The Federal Communications Commission on Wednesday adopted new rules about what parts of incumbent telephone carrier networks must be shared with competitors, backtracking on an earlier decision forcing incumbents to share local switching facilities in the residential market.
The Federal Communications Commission on Wednesday adopted new rules about what parts of incumbent telephone carrier networks must be shared with competitors, backtracking on an earlier decision forcing incumbents to share local switching facilities in the residential market.

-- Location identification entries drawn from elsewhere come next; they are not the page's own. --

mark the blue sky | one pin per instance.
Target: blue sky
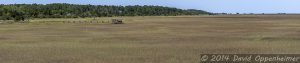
(228, 6)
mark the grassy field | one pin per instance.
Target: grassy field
(178, 39)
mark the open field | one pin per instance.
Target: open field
(149, 39)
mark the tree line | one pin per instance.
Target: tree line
(63, 10)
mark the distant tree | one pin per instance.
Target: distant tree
(19, 12)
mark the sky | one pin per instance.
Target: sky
(217, 6)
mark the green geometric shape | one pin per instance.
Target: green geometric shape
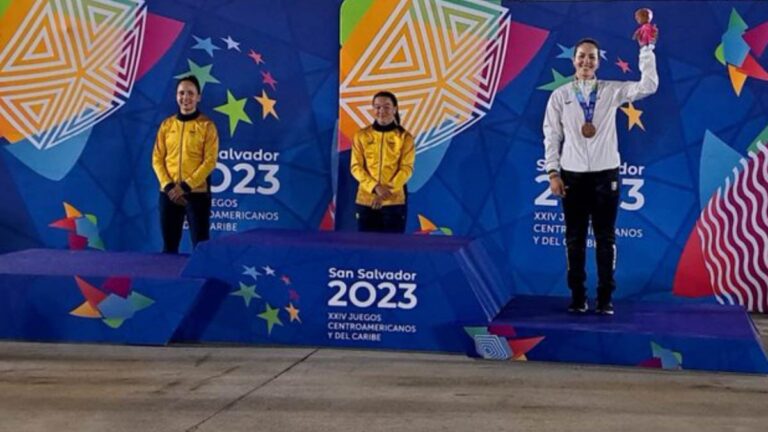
(139, 301)
(761, 137)
(474, 331)
(113, 322)
(736, 22)
(270, 315)
(235, 110)
(247, 292)
(720, 55)
(352, 12)
(202, 73)
(558, 80)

The new rules, an attempt to respond to a March decision by the U.S. Court of Appeals for the D.C. Circuit that overturned parts of the FCC's Unbundled Network Element (UNE) rules, was criticized by AT&T. AT&T, which competes with the incumbents in some residential markets, said the decision to no longer require the incumbent carriers to share mass-market switching facilities at discounted rates "fails to secure access to monopoly facilities essential to competition."
"Today’s order clearly eliminates the most significant, and sometimes only, competitive alternative for American residential customers," said Len Cali, AT&T vice president of law and director of federal government affairs, in a statement.

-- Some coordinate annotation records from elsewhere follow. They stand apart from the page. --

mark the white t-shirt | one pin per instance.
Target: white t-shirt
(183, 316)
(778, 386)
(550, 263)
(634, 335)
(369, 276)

AT&T also objected to the FCC's decision to limit the sharing of some high-capacity DS-1 and DS-3 network loops in the business market. AT&T estimated the new order would limit competitors' access to 6.7 million U.S. business lines.
Wednesday's order, on a 3-2 FCC vote, revises the FCC's February 2003 triennial review decision on where competitors of large incumbent telephone carriers -- the regional Bells -- are significantly impaired. Competitive local exchange carriers, or CLECs, have access to fewer pieces of the Bells' networks with Wednesday's decision. The appeals court decision overturning the triennial review order was the third time since 1996 that the FCC telecom rules were rejected by a court.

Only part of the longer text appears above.